Add'l CDC consultants justified
CLARK FIELD, Pampanga - Clark Development Corp. (CDC) president Sergio Naguiat justified his hiring of additional consultants even as the state-run firm is projected to have a P62.8-million budget deficit this year.
CDC consultants now number at least 54, their monthly pay totaling some P1.2 million.
"Those whom I hired are all working consultants," Naguiat said, reacting to local newspaper reports lambasting him for allegedly violating Administrative Order 100 freezing the hiring of personnel by government offices and government-owned and controlled corporations (GOCCs).
CDC consultants receive monthly salaries ranging from P15,000 to P120,000. The highest paid include a consulting firm for the proposed Clark-Subic road, which gets P120,000 a month, and Stephen Lim, whom Naguiat described as the "No. 3 man" in the CDC, who receives P68,000 monthly.
But Naguiat blamed his predecessors for the big number of consultants. He claimed that only 40 percent of the consultants were hired during his term, while the rest were hired by either former CDC president Rufo Colayco or Romeo David.
Records, however, showed that Naguiat has hired no less than 30 of the 54 consultants since he assumed his post last February.
Naguiat said some of the consultants he hired were recommendees of former Pampanga governor Estelito Mendoza. At least two were recommended by Malacañang.

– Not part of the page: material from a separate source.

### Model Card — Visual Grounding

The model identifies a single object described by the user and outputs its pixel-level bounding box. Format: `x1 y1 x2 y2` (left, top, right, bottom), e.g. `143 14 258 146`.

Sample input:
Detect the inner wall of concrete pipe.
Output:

Lawyer Maliz Aragon of the Civil Service Commission (CSC) told The STAR that the AO 100 freezing the hiring of personnel in government offices and GOCCs was issued last December and took effect last January. But there were exemptions to the ban.
Diosdado Mendoza, newly appointed CDC board member, said Naguiat has the prerogative to appoint new consultants despite the hiring ban.
He said that at least one consultant, Lim, was appointed by President Estrada himself.
Mendoza, however, said he was not sure whether the hiring of the other consultants was covered by the administrative order.
When he took over the CDC, Naguiat said the state-run firm is expected to incur a budget deficit of P62.8 million this year. The Bases Conversion Development Authority (BCDA) junked CDC's proposal for a P280-million allocation from the sale of military baselands in Metro Manila, and gave the CDC only a P50-million budget for this year.